This page was generated from curvilinear.ipynb. Interactive online version: Binder badge

Topobathy Data Interpolation#

[1]:
import geopandas as gpd
import shapely
from pygeohydro import EHydro

import curviriver as cr

We demonstrate capabilities of CurviRiver by generating a curvilinear mesh along a portion of the Columbia River and regridding eHydro topobathy data on to the mesh.
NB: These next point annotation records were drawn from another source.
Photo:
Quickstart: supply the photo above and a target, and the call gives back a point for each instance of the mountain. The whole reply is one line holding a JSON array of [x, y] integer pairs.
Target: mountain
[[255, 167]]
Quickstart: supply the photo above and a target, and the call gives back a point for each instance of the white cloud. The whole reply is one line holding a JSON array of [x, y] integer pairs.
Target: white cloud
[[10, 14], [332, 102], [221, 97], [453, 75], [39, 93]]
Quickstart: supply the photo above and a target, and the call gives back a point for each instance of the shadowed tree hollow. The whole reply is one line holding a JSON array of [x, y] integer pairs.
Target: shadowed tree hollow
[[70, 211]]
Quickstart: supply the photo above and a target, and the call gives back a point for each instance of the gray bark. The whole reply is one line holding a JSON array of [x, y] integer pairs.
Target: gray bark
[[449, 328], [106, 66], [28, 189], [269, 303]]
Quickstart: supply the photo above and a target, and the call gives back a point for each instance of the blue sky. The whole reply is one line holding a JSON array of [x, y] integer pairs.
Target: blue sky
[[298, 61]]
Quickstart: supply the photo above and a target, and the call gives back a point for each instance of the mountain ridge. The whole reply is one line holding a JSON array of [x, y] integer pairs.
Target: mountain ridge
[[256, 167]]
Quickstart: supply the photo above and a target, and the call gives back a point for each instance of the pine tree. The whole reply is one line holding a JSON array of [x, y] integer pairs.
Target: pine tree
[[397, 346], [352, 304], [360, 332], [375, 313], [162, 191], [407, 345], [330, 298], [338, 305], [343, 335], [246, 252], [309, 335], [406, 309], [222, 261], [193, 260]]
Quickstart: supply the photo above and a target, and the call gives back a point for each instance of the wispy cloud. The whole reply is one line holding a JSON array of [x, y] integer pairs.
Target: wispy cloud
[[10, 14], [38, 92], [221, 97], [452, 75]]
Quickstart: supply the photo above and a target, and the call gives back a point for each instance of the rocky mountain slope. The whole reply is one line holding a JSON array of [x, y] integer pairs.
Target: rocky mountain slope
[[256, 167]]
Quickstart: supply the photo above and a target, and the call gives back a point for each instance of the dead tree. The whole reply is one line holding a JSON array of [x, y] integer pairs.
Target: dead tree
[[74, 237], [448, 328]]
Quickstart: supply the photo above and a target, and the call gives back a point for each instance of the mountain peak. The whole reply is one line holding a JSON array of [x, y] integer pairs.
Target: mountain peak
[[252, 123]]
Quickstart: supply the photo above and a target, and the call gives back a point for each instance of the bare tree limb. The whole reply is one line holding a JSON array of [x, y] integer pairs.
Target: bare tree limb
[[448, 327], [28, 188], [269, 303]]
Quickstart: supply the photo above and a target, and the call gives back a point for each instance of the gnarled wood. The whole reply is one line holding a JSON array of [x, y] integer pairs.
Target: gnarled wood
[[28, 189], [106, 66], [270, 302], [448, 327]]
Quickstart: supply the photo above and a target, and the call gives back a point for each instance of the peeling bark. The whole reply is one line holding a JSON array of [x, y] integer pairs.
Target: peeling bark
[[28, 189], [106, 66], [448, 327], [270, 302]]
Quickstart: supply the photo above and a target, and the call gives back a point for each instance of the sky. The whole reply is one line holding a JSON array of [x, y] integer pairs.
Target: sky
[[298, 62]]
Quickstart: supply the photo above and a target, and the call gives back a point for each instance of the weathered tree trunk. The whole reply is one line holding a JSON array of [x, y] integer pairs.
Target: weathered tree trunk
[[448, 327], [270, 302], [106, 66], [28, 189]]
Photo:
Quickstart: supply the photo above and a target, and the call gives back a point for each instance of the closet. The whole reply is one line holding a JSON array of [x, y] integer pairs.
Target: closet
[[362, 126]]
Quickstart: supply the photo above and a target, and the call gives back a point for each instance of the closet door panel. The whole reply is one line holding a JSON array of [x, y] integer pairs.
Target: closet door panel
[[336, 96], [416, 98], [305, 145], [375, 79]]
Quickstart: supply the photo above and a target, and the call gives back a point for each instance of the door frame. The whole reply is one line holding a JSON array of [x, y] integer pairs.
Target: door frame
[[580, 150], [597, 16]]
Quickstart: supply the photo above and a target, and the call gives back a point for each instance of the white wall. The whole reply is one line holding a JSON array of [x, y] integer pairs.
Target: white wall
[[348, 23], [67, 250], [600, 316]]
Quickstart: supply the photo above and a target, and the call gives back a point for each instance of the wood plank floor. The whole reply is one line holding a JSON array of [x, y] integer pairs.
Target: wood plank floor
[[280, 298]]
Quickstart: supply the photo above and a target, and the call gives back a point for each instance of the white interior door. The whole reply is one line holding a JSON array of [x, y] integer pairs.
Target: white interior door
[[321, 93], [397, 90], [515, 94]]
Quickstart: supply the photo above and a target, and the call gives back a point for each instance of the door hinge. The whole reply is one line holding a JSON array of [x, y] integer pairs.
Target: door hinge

First, we use PyGeoHydro to retrieve eHydro data for a part of the Columbia River that topobathy data are available. We get both the survey outline and the bathymetry data.

[2]:
ehydro = EHydro("outlines")
geom = ehydro.survey_grid.loc[ehydro.survey_grid["OBJECTID"] == 210, "geometry"].iloc[0]
outline = ehydro.bygeom(geom, ehydro.survey_grid.crs)
ehydro = EHydro("points")
cloud = ehydro.bygeom(geom, ehydro.survey_grid.crs)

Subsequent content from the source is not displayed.